By Anne Lowe

WHISTLEBLOWERS/FREE SPEECH – Government employees are only entitled to First Amendment protection for what they say under certain circumstances, an article in this month's issue of California Lawyer says—namely, when they step outside their jobs to speak up as citizens.


As public servants, government employees work under a paradoxical relationship with freedom of speech: When are they acting in their official capacity, and when are they exercising their free speech rights as a private citizen?

The U.S. Supreme Court highlighted the difference this can make in its ruling in Garcetti v. Ceballos (2006). Richard Ceballos was a Los Angeles deputy district attorney who issued an internal memo opposing his department’s actions and also testified at a hearing—for a defendant—that his office acted improperly. After the hearing  he was reassigned and refused a promotion.

The Supreme Court disagreed with Ceballos’ contention that his speech was protected by the First Amendment, saying he made his statement as part of his official duties.  As the California Lawyer article explains, however, the answer may not be as clear as the case makes it seem.

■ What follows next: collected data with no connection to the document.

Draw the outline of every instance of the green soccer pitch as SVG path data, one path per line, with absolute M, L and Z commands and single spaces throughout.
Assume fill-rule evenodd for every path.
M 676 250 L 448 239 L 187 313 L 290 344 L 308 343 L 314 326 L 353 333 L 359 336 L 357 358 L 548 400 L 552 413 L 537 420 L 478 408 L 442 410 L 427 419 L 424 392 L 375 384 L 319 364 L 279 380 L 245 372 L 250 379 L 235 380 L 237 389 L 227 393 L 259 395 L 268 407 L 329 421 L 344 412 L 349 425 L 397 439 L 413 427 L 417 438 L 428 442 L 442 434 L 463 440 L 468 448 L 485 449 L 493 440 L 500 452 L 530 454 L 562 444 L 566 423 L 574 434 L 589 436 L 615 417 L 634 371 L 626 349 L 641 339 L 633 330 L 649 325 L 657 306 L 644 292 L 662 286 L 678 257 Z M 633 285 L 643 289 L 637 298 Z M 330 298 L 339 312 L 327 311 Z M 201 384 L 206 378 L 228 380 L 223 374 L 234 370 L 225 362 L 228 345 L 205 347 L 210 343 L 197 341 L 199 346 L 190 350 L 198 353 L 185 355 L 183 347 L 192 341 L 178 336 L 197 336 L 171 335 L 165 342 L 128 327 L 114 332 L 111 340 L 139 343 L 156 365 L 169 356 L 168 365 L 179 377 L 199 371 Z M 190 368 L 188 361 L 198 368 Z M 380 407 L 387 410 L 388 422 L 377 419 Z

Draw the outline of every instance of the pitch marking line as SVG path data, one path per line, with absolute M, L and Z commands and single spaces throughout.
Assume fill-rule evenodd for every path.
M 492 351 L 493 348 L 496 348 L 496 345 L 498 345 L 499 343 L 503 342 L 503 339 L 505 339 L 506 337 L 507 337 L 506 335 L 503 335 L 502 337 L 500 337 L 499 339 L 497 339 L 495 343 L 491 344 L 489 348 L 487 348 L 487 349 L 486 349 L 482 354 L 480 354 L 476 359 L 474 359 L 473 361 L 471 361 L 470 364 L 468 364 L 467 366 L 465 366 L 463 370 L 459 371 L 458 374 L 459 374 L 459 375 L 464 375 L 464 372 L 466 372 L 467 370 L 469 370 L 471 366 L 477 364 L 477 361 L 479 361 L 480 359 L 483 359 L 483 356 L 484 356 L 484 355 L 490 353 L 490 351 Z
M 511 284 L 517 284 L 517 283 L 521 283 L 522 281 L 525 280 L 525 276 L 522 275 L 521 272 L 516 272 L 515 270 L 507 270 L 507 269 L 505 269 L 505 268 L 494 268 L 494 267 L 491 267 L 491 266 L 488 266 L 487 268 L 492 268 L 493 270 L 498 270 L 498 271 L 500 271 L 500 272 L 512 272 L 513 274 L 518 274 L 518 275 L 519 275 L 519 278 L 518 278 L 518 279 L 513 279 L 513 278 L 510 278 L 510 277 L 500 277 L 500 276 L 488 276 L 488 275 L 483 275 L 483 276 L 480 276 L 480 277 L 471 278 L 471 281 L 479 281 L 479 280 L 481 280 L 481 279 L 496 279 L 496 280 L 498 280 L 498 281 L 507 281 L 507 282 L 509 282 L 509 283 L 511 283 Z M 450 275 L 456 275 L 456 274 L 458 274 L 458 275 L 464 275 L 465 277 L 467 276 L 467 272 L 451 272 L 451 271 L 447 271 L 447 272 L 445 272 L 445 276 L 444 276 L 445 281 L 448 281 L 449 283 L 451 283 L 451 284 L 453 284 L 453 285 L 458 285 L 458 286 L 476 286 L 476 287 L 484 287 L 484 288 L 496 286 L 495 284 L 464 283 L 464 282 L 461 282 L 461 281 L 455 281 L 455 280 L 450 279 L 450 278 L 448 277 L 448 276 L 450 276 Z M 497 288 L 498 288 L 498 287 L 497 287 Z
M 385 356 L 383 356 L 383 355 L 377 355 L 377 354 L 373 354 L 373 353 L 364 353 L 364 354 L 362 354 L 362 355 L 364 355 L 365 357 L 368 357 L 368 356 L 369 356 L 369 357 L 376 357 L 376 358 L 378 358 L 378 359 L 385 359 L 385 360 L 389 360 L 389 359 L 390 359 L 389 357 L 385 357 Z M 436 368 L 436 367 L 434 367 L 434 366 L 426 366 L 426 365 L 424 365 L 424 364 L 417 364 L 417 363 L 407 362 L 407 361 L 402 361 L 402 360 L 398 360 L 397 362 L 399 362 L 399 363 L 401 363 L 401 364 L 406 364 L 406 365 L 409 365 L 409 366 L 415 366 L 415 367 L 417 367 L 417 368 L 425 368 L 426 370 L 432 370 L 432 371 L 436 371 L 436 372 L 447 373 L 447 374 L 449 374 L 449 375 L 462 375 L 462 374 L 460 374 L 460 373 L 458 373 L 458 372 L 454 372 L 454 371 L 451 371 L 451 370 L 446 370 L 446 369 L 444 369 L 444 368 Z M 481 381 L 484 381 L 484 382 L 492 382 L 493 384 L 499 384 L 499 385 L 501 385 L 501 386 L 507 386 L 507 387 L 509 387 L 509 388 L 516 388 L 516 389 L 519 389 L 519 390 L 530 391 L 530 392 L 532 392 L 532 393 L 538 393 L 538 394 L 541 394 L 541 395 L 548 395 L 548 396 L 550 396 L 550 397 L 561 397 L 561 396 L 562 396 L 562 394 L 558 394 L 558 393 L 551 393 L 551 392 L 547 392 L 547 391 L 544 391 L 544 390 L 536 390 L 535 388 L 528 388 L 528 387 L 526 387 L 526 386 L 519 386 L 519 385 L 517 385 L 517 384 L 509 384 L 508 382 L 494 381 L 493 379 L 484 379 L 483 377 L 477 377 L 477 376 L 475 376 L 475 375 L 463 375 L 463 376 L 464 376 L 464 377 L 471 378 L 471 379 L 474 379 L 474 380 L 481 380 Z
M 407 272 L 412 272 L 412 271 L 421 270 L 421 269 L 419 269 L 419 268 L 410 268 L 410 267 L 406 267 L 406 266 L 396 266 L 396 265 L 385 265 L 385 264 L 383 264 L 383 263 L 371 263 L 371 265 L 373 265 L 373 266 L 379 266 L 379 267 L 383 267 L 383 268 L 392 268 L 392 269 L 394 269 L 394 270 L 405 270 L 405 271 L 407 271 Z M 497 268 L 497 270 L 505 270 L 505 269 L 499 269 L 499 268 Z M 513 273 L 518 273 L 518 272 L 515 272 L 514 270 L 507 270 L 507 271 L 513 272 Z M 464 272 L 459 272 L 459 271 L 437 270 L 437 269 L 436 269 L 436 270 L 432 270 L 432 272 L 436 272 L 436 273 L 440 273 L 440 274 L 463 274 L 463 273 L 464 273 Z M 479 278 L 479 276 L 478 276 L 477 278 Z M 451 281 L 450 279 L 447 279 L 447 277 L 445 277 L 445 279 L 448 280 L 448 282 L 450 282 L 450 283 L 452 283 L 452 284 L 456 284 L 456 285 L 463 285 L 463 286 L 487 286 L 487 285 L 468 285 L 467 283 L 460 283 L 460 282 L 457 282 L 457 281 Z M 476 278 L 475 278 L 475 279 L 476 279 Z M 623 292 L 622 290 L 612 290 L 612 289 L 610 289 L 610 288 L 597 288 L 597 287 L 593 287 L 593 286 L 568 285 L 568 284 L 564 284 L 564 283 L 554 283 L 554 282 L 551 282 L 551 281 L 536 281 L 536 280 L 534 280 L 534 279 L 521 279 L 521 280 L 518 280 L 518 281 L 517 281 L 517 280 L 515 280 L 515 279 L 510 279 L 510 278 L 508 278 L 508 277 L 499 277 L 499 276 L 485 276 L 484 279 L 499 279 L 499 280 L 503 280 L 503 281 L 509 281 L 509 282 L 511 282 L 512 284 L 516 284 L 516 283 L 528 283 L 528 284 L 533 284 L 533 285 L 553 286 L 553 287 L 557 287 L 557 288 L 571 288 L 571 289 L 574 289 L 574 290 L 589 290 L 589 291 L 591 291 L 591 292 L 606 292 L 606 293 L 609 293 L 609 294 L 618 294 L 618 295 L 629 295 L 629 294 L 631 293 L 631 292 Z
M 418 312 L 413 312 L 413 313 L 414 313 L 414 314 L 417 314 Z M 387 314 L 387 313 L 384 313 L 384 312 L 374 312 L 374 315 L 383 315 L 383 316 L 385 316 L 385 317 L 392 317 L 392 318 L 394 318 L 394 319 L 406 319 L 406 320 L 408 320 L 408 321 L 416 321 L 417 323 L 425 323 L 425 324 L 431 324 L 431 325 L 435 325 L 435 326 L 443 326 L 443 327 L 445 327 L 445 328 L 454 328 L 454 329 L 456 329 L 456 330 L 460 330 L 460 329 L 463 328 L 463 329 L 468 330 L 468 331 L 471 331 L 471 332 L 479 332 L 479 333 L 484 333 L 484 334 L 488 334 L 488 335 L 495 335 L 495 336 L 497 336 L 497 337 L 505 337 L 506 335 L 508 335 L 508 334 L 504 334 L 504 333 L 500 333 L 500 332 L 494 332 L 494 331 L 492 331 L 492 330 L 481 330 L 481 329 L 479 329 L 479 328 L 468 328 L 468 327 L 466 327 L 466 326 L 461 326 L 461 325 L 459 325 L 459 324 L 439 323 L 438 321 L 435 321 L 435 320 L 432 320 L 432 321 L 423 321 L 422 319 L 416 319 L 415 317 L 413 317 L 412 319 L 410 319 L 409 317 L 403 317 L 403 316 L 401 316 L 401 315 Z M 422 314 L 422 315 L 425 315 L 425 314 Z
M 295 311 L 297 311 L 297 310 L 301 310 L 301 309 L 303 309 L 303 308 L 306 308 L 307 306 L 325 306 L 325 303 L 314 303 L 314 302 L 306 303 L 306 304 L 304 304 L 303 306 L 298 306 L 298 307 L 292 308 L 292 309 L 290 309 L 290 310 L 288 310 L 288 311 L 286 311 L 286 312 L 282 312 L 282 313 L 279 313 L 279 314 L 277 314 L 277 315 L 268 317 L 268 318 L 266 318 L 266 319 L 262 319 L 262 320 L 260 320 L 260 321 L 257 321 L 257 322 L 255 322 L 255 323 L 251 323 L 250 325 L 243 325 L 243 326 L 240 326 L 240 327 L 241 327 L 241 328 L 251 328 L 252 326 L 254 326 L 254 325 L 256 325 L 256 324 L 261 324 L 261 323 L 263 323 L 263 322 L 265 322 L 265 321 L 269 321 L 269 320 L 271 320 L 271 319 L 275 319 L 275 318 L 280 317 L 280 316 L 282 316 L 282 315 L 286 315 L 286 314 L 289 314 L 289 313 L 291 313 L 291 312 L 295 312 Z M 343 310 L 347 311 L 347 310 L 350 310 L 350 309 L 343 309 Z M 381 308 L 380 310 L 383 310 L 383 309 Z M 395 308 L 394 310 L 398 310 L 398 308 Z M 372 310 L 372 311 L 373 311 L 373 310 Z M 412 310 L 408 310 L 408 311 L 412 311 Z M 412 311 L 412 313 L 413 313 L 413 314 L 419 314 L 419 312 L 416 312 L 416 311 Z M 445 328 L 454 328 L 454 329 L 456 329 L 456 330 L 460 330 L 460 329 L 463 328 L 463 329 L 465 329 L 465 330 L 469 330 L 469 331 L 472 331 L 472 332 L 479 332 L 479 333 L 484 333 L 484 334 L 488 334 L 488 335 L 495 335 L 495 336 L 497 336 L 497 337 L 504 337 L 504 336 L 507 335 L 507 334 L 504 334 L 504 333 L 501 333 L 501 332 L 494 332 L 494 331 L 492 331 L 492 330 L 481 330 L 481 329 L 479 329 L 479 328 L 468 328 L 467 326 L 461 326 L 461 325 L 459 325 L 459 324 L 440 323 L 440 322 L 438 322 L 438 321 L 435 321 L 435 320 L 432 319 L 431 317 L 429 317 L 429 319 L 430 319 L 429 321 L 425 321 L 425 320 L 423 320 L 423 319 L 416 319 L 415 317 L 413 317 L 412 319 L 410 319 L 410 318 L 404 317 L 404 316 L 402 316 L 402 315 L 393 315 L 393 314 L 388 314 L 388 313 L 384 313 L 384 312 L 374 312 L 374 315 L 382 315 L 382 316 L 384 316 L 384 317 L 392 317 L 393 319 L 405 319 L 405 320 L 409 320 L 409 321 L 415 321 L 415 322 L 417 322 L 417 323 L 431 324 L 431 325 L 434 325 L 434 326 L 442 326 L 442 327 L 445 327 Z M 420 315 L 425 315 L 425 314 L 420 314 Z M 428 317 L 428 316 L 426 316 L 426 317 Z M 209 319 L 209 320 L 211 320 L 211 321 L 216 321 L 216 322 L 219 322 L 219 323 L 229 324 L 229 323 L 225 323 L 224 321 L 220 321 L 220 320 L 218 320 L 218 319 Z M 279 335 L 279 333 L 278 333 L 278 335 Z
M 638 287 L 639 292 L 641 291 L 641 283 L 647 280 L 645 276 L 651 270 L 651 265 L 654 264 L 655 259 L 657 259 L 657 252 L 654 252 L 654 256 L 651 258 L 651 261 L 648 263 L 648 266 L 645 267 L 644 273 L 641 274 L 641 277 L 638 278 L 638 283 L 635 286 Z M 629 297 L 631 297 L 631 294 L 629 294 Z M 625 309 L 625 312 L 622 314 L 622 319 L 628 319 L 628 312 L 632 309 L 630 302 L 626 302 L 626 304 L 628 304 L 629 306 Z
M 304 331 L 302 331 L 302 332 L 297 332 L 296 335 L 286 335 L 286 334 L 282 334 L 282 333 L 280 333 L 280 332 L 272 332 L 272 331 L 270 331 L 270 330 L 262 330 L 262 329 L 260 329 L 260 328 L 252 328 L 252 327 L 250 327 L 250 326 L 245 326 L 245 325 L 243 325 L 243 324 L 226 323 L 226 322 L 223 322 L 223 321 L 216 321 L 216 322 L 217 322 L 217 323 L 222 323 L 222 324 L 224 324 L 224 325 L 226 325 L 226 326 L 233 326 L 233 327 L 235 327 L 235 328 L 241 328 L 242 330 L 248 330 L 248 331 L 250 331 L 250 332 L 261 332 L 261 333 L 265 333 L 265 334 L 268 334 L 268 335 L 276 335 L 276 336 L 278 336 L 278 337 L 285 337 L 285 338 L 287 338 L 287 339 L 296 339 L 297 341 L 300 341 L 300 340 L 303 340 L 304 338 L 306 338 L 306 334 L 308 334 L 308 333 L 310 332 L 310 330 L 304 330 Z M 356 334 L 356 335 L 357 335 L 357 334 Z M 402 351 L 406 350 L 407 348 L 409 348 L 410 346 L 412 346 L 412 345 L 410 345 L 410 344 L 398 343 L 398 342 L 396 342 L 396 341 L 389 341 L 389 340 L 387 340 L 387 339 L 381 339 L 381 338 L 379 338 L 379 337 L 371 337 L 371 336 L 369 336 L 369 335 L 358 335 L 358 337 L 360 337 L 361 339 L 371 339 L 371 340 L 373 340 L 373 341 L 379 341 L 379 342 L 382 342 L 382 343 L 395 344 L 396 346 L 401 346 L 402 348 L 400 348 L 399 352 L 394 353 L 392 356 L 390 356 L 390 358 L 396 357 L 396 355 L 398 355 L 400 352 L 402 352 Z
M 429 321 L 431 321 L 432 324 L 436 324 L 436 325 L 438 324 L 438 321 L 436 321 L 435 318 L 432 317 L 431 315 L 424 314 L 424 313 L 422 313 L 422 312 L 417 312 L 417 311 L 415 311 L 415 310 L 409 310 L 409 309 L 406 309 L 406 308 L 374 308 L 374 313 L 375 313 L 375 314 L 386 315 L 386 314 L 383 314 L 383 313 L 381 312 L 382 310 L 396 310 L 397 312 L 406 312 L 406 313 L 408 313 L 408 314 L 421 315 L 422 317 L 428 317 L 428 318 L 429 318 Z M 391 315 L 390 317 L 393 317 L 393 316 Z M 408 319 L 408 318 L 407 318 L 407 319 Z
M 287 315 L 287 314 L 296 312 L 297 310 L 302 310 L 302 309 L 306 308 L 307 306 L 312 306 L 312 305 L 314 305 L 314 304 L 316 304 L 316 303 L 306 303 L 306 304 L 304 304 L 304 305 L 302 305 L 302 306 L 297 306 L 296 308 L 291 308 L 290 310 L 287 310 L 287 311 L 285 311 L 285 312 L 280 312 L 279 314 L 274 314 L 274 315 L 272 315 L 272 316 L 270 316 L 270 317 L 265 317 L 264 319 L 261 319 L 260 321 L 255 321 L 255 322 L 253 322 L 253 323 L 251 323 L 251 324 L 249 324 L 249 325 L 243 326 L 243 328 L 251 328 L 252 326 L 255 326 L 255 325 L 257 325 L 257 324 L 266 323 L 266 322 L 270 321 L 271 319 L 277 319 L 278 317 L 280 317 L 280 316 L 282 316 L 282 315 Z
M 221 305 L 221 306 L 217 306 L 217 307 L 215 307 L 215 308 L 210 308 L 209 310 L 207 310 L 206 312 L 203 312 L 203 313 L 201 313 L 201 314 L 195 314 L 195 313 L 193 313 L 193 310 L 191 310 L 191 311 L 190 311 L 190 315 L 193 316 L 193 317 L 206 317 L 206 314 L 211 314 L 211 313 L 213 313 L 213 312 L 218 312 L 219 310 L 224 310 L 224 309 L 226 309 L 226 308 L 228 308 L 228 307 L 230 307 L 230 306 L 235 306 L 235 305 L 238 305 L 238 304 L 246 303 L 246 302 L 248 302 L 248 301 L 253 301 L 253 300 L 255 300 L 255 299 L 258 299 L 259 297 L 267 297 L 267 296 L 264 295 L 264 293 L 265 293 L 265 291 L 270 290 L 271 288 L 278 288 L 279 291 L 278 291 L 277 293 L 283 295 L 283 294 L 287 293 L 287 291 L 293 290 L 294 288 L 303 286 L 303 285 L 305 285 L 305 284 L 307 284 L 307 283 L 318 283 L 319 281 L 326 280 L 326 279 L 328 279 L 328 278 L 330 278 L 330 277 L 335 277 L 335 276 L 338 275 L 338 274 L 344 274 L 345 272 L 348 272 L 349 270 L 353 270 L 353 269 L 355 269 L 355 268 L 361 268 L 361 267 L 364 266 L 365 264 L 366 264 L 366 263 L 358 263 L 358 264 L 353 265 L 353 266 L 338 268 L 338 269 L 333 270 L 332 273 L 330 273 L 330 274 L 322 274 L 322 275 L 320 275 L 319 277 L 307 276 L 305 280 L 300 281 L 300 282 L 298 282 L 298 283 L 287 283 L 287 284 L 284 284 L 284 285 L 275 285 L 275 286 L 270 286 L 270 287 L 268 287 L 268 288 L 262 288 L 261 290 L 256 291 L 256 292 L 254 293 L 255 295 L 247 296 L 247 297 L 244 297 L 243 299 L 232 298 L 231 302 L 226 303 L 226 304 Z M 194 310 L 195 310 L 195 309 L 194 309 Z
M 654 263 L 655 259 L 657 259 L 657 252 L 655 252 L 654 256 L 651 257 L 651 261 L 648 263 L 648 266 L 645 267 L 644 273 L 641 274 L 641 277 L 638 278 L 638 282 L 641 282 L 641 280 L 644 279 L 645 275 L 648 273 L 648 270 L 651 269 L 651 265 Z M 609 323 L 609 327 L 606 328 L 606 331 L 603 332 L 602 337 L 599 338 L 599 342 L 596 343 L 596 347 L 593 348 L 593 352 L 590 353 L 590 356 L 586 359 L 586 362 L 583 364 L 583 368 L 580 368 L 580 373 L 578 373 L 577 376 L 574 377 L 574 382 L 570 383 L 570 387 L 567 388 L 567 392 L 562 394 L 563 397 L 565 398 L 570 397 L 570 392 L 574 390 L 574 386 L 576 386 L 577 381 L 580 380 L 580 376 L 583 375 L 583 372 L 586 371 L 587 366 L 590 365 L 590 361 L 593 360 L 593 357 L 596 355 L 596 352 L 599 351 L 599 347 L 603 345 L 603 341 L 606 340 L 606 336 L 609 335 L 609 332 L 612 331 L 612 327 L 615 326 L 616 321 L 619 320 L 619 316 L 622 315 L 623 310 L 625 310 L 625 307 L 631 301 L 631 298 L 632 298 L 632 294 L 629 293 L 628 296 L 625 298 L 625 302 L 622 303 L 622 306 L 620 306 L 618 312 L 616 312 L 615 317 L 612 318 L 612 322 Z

Under the Garcetti test, the scope of an employee's job duties is key. Not surprisingly, the Seventh Circuit Court of Appeals relied on a county employer's "general orders" to discern an employee's official duties. The plaintiff, a female social worker for the corrections department in Cook County, Illinois, was injured when a male corrections officer punched her. She filed an internal complaint as well as a separate police report. When she was later disciplined, she sued, claiming that the sheriff had retaliated against her for speaking up about her mistreatment (Houskins v. Sheahan, 549 F.3d 480, 484–485 (7th Cir. 2009)).
 
The Seventh Circuit rejected the social worker's free speech claim because the internal report had been mandated by her job. The court explained: "[Plaintiff] was clearly expected to report the incident under the General Orders, and therefore she was speaking as part of her job ... and not as a citizen." (Houskins, 549 F.3d at 491.) The appellate panel also found that the police report did not qualify as protected speech, but for a different reason: It did not concern an issue of public interest. "Speech that serves a private or personal interest, as opposed to a public one, does not satisfy the standards for First Amendment protections." (Houskins, 549 F.3d at 491–492.)

The Tenth Circuit went a step further when it heard the claim of an Oklahoma City building inspector who complained to his superiors about possible fraudulent building certificates, including one issued to the mayor. The inspector made a report to the Oklahoma State Bureau of Investigation. After the city terminated the inspector, he brought a retaliation suit. The court opined that the plaintiff's official job description "is not the end of the matter," and that a practical evaluation required analysis of the plaintiff's actual work and responsibilities (Thomas v. City of Blanchard, 548 F.3d 1317, 1323–1324 (10th Cir. 2008)). The court concluded that although discovery of alleged wrongdoing was part of the plaintiff's job duties, reporting that conduct to the state was not; the employee's speech, therefore, enjoyed constitutional protection (Thomas, 548 F.3d at 1326).

The Ninth Circuit (setting precedent for federal courts in California) has held that activities ordered by a superior fall within an employee's job duties, ruling in a case involving Bay Area police officers who were ordered to investigate corruption at a municipal golf course (Huppert v. City of Pittsburg, 574 F.3d 696 (9th Cir. 2009)). But there was a complication: One of the officers—Ron Huppert—went even further, working off-duty with the FBI on corruption and fraud issues in the police department itself.

To the extent that the plaintiff officers were ordered to investigate, the court's conclusion that they performed official job duties and engaged in employee speech seems straightforward. But what about working with the FBI? The court's reliance on supervisory orders to categorize activities as employee speech would not seem to cover off-duty work with federal agents. Nevertheless, the court concluded that such activities were within Huppert's job responsibilities, and so speech in that context was not protected.

The Ninth Circuit described California law as imposing broad duties on police officers to report any wrongdoing and to provide testimony that assists in the prosecution of criminal activity. The court said that when officers learn facts that tend to incriminate someone, they must disclose those facts to their superiors ( This inherent duty on the part of police officers made Huppert's cooperation with the FBI part of his job duties. The court also determined that his grand jury testimony was part of his job duties as well.

The Huppert decision contains a dissent by Circuit Judge William Fletcher, who advocated in favor of a rule embraced by the Third and Seventh circuits—that an independent legal duty to speak, like the duty to provide truthful grand jury testimony, is sufficient to clothe speech with First Amendment protection. Fletcher's dissent notes that there is a clear split among the circuits on this issue (Huppert, 574 F.3d at 721–722 (Fletcher, J., dissenting)). It may take another U.S. Supreme Court decision to resolve this ongoing conflict.

As the article notes, the ironic effect is that public employees who want to blow the whistle on problems encountered in their jobs probably get the best First Amendment protection by taking their concerns to the press—although constitutional protection may not mean career advancement, and they must be careful not to leak legally confidential information.